Rhodes was by no means the only statesman in the British Empire to evince such crude and unabashed racism, and he certainly wasn’t the most peculiar. Not only was New Zealand’s Prime Minister from 1912 to 1925, William Ferguson Massey, a bigoted Orangeman and fervent British imperialist, but he was also a “British Israelite” – a believer in the absurd notion that the inhabitants of the British Isles are descended from one of the lost tribes of Israel and, therefrore, as God’s chosen people, destined to rule the world!
It is one of history’s ironies that when men felt free to believe in and give voice to such ideas, full Anglo-Saxon hegemony remained an imperial dream. A century later, with Anglo-Saxon hegemony an accomplished fact, only the most foolhardy British or American statesman would consider drawing the world’s attention to it.
Just occasionally however, the world’s reminded of the hegemon’s existence – as when our Prime Minister, John Key, spoke openly of the price of membership of “the club”. He was, of course, referring to New Zealand’s participation in the UK-USA (“Five Eyes”) Agreement alongside Canada and Australia.
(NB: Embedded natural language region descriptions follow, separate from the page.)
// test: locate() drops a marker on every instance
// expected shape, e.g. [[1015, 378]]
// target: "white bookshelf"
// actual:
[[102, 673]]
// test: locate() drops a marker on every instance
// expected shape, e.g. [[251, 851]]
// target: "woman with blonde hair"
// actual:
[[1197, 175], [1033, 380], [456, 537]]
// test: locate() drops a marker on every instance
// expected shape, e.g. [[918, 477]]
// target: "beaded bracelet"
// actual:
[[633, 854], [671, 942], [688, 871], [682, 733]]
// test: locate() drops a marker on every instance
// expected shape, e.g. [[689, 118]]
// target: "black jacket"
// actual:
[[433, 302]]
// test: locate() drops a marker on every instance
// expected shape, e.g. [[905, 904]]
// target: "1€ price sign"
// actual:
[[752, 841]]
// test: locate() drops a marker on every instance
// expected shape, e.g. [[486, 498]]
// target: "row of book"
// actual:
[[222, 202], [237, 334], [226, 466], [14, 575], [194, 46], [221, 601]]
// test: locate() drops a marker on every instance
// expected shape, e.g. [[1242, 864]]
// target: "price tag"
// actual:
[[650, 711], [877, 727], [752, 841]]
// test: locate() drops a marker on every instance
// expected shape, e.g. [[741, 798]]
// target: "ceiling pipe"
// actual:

Although, helping the British and Americans to spy on the rest of the world is very far from being the only “service” members of the Anglo-Saxon “club” are required to provide.
Regardless of whether the power contributed is “hard” (military) or “soft” (financial and cultural) members of the Club are expected to keep their subscriptions current. Indeed, it is highly questionable as to whether resignation is even possible. Like the Hotel California, the Anglo-Saxon Club can be a hard place to leave.
Contributing To Anglo-Saxon Hegemony: The Waihopai Spy Base.
And yet, every January an apparently indefatigable group of protesters gather outside the Waihopai Spy Base to demand its closure and New Zealand’s withdrawal from the Five Eyes Agreement. The sub-text of their annual protest, however, is this country’s long association with the sins of Anglo-Saxon imperialism.
The protesters mission is to persuade New Zealanders to disentangle themselves once and for all from Rhodes’ vision: to cease and desist playing even the tiniest role in exerting Anglo-Saxon hegemony.
It’s a big ask. Who resigns voluntarily from the club that rules the world?